Updated: Jun 19, 2021


This queer memoir charts 12 years in the life of American writer and artist Stephen van Dyck as he charts, chronologically, dispassionately, all of the people he's met on the internet from age 13 onwards. Many are hook-ups. All are described anecdotally in a formal, factual prose seemingly devoid of feeling or judgement.


It's not for everyone. It certainly took me a while to get into it. As an art project, if felt facile and self-indulgent. The parade of names, faces and body parts seemed monotonous and confusing. The writer's detachment was challenging. As a reader, I kept asking myself, why should I care?


And then about halfway through, the power of the work - which had been accruing discreetly, in thin layers - began to make itself known. At first it took the form of an uncomfortable feeling as I realised that while the writer refrained from judging these people, I was doing just that. I began to question my own reactions not just to the text, but to the queer bodies and identities in my own life.


The cohesion and rigidity of the format means that stories don't feel edited to serve a narrative. This allows the randomness and contradictions of this cross-section of humanity to make it onto the page, raw and real. It also means that when a sliver of unmanufactured beauty, humour or sadness shines through the list, its impact is naturally amplified.


Like the best memoirs written early in life, this is less about the writer than it is about the times in which the writer formed his worldview. It charts nothing less than the transformation of queer culture as the internet began to permeate our lives, our thoughts, our social structures and our sexualities.
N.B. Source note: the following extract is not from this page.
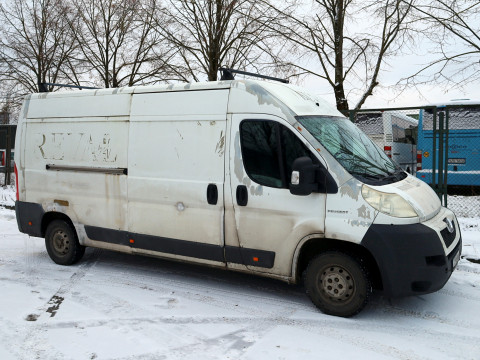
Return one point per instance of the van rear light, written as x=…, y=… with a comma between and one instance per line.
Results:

People I've Met From The Internet updates the raw, gritty honesty of a Dennis Cooper or Guillaume Dustan for the age of Craigslist. As an arts project, it’s both self-absorbed and – as the brilliant final sentences make clear - dizzying in scope. In casting its unflinching gaze inward, (genital) wart and all, it also holds up a mirror to the reader. Whether we are prepated to stare back as unflinchingly is entirely up to us.